MOC ŚWIĄTECZNYCH ŻYCZEŃ OD REGENTA POLSKI
W tym świątecznym okresie, jak co rok, spotykamy się w bliższym gronie, przekazując sobie najlepsze życzenia oraz reasumując nasze dokonania na wielu płaszczyznach. Specyfika świąt nawołuje do duchowej przemiany, rozpoczęcia nowego życia. Z punktu widzenia polskiej państwowości, są to święta istotne. Wiemy, bowiem wszyscy, iż państwo polskie w swych tragicznych dziejach doświadczyło cyklu śmierci i zmartwychwstania, odradzając się po ciemnych latach do życia.Dokonując namysłu nad tym ciągiem zdarzeń, mnóstwo myśli najróżniejszych napływa do zajętego zadumą umysłu. Bo po pierwsze, powstaje pytanie, jak to się stało, że daliśmy się ukrzyżować?

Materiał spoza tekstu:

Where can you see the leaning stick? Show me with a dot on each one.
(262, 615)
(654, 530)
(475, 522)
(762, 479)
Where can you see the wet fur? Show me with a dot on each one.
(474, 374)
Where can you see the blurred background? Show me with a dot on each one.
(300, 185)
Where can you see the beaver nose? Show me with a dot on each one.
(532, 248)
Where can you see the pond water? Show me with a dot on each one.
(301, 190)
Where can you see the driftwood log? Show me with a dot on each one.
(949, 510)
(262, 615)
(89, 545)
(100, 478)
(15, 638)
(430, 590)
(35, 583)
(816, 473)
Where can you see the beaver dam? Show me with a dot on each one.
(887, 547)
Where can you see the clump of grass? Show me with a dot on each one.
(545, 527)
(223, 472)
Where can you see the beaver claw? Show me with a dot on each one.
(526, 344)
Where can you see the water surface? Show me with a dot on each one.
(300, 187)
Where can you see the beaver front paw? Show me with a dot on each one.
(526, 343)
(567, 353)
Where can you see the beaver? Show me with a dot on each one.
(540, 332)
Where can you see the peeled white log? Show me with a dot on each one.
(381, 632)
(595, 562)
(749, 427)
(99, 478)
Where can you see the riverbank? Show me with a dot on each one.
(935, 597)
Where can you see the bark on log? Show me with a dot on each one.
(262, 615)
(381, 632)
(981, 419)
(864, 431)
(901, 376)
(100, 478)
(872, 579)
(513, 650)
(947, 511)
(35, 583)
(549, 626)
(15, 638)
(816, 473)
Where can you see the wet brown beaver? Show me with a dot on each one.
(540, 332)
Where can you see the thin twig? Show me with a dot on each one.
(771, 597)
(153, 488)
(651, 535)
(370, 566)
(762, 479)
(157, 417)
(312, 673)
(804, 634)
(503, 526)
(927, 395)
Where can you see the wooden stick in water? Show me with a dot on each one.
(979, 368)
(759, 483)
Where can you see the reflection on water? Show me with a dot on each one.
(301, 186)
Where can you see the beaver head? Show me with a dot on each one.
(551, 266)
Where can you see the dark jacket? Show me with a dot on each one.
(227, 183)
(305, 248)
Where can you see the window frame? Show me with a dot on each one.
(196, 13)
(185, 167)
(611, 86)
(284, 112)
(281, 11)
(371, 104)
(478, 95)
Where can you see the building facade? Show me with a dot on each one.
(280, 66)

Jedną z głównych przyczyn tego stanu rzeczy był zapewne brak jednomyślności w kształtowaniu życia państwa. Po drugie, czy do końca przechyliliśmy czarę goryczy, spłacając nasze dziejowe przewinienia, tak by nie przyszli znów ci, którzy chcieliby nas krzyżować? Po trzecie, czy nasze odrodzenie jest zmartwychwstaniem prawdziwej Rzeczypospolitej? Silnej i niezależnej? Pytań mnóstwo, odpowiedzi mało, nie istnieje jednak chyba potrzeba, by w tym szczególnym okresie odpowiadać na nie. Dzielmy się radością i umacniajmy nasze więzy ponad wszelkimi podziałami, z podniesionym czołem wychodząc im naprzeciw.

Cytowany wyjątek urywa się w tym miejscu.